Dutch police on Friday announced they were investigating the projection of a laser message onto the Anne Frank House in Amsterdam, an “anti-Semitic” act that the museum and the prime minister say is unacceptable.
The report referred to a right-wing extremist conspiracy theory according to which the young Holocaust victim was not the author of the famous “Journal”, as shown by pictures of the presentation on a private American account on the social network Telegram.
“It happened this week, it was reported to us and we are investigating,” a spokesman for the Amsterdam police told AFP, declining to give details.
The Anne Frank House Museum, which operates the building, which is visited by around one million visitors every year, expressed “shock and disgust”. He told AFP he “reported the incident to the police” and is in contact with the city council and prosecutors.
He clarified that the laser message carved the writer’s first name: “Ann Frank, inventor of the ballpoint pen,” alluding to false claims that the famous diary was partly written with a type of pen that only fell into disuse after the war.
This theory is based on the discovery of several sheets covered with ballpoint writing found among Anne Frank’s papers in the 1980s, but which were actually accidentally left there by a researcher in the 1960s, Dutch media said.
The museum said it discovered the message was projected onto its facade for several minutes Monday night after a “hateful video” surfaced on Telegram.
“The authors use projection and video to attack the authenticity of Anne Frank’s diary and stir up hatred.
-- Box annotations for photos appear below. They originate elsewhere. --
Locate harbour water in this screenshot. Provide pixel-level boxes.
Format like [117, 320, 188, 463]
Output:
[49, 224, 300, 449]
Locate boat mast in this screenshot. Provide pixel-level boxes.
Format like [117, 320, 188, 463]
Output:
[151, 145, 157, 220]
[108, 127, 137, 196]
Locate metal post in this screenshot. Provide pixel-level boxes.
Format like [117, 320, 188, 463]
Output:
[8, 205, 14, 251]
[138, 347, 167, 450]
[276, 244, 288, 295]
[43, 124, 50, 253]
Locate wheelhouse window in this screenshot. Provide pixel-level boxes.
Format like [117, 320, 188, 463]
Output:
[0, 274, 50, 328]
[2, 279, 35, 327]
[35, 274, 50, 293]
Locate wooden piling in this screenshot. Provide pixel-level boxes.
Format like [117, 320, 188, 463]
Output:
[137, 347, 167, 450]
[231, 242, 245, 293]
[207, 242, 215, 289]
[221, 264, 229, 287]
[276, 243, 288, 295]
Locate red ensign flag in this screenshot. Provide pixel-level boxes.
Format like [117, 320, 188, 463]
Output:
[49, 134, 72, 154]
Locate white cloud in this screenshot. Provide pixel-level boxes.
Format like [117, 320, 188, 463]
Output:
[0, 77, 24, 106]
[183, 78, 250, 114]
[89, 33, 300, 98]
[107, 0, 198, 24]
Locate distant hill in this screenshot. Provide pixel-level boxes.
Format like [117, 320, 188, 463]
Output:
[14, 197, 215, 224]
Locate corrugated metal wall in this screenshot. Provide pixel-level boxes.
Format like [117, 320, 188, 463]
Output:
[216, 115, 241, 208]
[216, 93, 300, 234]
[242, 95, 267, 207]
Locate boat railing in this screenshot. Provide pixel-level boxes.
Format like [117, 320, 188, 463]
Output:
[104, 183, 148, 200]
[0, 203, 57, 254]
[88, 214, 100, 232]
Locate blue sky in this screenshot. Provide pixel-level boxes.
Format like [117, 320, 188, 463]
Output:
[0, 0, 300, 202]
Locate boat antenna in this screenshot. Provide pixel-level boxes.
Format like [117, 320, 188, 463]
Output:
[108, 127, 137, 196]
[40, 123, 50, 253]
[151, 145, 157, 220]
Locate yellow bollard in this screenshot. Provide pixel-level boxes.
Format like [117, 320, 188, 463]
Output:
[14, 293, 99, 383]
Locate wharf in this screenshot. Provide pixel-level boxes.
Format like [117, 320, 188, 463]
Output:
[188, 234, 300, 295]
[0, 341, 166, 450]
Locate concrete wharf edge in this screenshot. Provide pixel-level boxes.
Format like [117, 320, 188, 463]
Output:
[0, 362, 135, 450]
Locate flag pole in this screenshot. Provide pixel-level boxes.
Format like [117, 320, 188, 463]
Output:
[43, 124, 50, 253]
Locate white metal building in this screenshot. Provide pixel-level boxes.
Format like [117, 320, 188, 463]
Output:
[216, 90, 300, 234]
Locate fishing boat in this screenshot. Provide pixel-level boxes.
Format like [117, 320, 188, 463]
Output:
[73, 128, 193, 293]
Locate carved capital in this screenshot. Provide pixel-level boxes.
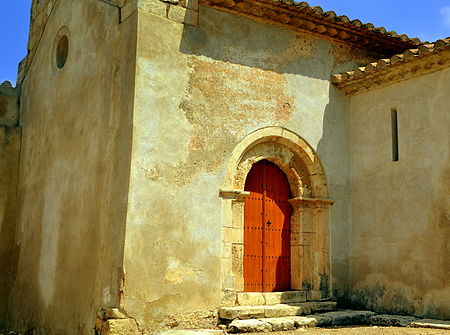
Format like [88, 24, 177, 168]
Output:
[219, 188, 250, 201]
[289, 197, 334, 208]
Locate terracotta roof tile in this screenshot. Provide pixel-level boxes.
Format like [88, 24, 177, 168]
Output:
[199, 0, 421, 56]
[331, 37, 450, 94]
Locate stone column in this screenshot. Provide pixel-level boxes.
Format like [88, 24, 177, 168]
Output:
[289, 197, 333, 300]
[220, 189, 250, 300]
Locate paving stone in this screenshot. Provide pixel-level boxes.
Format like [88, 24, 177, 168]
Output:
[264, 304, 302, 318]
[260, 317, 296, 331]
[263, 291, 306, 305]
[322, 310, 376, 326]
[159, 329, 225, 335]
[290, 301, 336, 315]
[291, 314, 331, 328]
[369, 314, 417, 327]
[237, 292, 266, 306]
[228, 319, 272, 333]
[409, 319, 450, 330]
[219, 302, 336, 320]
[219, 306, 265, 320]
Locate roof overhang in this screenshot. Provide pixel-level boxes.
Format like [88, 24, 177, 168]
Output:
[199, 0, 421, 56]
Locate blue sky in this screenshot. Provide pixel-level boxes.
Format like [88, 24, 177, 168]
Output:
[0, 0, 450, 84]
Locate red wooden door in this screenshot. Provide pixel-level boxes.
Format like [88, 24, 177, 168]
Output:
[244, 161, 292, 292]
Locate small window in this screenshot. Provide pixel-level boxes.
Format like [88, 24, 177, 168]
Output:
[391, 108, 399, 162]
[51, 26, 70, 75]
[56, 35, 69, 69]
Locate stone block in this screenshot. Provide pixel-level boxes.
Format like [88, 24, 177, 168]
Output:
[237, 292, 265, 306]
[260, 317, 295, 332]
[306, 290, 322, 301]
[158, 329, 224, 335]
[295, 301, 336, 315]
[409, 319, 450, 330]
[369, 314, 417, 327]
[263, 291, 306, 305]
[105, 308, 127, 319]
[289, 315, 331, 328]
[264, 304, 302, 318]
[221, 291, 237, 307]
[101, 319, 140, 335]
[138, 0, 169, 17]
[219, 306, 265, 320]
[322, 310, 375, 326]
[228, 319, 272, 333]
[167, 5, 198, 27]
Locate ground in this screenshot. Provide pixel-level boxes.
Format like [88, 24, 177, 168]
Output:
[248, 327, 450, 335]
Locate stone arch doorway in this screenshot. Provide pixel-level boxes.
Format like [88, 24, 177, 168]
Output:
[220, 127, 333, 305]
[243, 160, 292, 292]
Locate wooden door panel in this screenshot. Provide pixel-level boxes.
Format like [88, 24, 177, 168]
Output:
[244, 161, 292, 292]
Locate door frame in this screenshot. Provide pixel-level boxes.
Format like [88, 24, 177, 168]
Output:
[220, 127, 333, 305]
[243, 160, 292, 292]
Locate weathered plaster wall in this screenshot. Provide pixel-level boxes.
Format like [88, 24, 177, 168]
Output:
[8, 0, 136, 334]
[0, 82, 20, 328]
[350, 69, 450, 319]
[123, 5, 376, 329]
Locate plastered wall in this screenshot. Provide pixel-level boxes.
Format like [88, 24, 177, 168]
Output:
[7, 1, 136, 334]
[0, 82, 21, 328]
[349, 69, 450, 319]
[123, 2, 378, 329]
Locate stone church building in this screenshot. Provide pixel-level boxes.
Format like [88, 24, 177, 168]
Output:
[0, 0, 450, 334]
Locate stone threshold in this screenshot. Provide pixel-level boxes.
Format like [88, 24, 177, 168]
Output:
[226, 310, 450, 333]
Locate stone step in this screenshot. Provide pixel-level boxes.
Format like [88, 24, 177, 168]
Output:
[228, 310, 375, 333]
[237, 291, 306, 306]
[409, 319, 450, 330]
[219, 301, 336, 320]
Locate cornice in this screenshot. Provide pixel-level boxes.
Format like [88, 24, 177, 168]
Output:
[331, 38, 450, 95]
[199, 0, 421, 56]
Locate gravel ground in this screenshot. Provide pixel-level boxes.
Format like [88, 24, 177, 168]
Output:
[0, 327, 450, 335]
[246, 327, 450, 335]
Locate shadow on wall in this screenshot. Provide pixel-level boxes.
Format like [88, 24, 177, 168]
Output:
[179, 6, 340, 80]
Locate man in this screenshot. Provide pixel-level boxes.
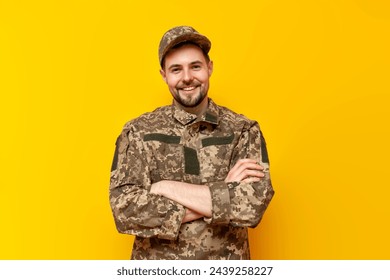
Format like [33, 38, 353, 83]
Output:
[110, 26, 274, 259]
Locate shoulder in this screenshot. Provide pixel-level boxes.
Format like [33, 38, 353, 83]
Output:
[123, 106, 172, 132]
[217, 105, 258, 130]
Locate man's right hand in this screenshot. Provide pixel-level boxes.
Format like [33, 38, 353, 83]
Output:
[225, 158, 265, 183]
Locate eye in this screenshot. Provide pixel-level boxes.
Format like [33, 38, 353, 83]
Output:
[171, 67, 180, 74]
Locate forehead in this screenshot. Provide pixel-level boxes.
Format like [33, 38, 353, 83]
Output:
[165, 44, 206, 67]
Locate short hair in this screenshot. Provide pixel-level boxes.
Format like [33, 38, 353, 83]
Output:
[161, 41, 210, 70]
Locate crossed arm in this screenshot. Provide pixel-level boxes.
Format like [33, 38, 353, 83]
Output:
[150, 159, 265, 223]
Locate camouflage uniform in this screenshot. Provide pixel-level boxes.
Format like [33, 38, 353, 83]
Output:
[110, 99, 274, 259]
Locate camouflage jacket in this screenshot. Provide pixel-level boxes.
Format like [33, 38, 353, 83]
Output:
[110, 100, 274, 259]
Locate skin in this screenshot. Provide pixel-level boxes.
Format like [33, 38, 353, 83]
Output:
[150, 45, 264, 223]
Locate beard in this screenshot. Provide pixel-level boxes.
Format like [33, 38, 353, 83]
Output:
[173, 82, 207, 108]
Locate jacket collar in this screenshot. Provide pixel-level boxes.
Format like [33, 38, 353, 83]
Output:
[172, 98, 219, 125]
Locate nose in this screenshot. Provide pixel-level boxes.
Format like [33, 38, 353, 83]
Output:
[183, 69, 194, 84]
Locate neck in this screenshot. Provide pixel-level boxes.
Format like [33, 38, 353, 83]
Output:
[174, 96, 209, 118]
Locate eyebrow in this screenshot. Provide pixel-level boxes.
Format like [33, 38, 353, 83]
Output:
[168, 60, 202, 69]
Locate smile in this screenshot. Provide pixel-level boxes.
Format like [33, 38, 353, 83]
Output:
[181, 87, 196, 91]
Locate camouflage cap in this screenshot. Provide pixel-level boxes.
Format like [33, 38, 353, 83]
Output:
[158, 26, 211, 66]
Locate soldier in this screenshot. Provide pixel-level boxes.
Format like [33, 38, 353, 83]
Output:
[110, 26, 274, 259]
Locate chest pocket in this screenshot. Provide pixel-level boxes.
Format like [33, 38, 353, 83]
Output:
[144, 133, 183, 183]
[199, 133, 234, 182]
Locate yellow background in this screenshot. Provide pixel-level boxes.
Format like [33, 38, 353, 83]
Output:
[0, 0, 390, 259]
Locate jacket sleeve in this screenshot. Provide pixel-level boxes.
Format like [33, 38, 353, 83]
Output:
[109, 125, 185, 240]
[205, 122, 274, 227]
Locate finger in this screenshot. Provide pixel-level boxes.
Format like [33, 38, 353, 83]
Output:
[236, 169, 265, 182]
[232, 162, 264, 175]
[241, 177, 261, 184]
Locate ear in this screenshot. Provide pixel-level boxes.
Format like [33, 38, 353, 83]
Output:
[160, 69, 167, 82]
[207, 60, 214, 77]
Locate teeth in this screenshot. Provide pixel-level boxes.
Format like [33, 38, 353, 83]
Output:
[183, 87, 195, 91]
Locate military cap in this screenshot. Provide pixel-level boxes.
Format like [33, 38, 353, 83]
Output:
[158, 26, 211, 66]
It is an anti-Semitic and racist film,” the museum said.
“There is no place for anti-Semitism in our country; we can never and must never accept that,” Dutch Prime Minister Mark Rutte said on Twitter.
The incident shows the need for legislation criminalizing Holocaust denial in the Netherlands, Justice Minister Dilan Yesilgoz-Zegerius added in a tweet.
The mayor of Amsterdam, Femke Halsema, condemned the act, calling it “pure anti-Semitism”.
The Jewish teenager and her family hid in a back building by a canal for two years during the Nazi occupation of the Netherlands during World War II before being captured in 1944.
Anne and her sister died in Bergen-Belsen concentration camp in 1945. Her diary, found by her father Otto, became one of the most influential accounts of the Holocaust, selling around 30 million copies.
In January, Dutch police said they were investigating the display of racist slogans on Rotterdam’s Erasmus Bridge during New Year’s Eve celebrations.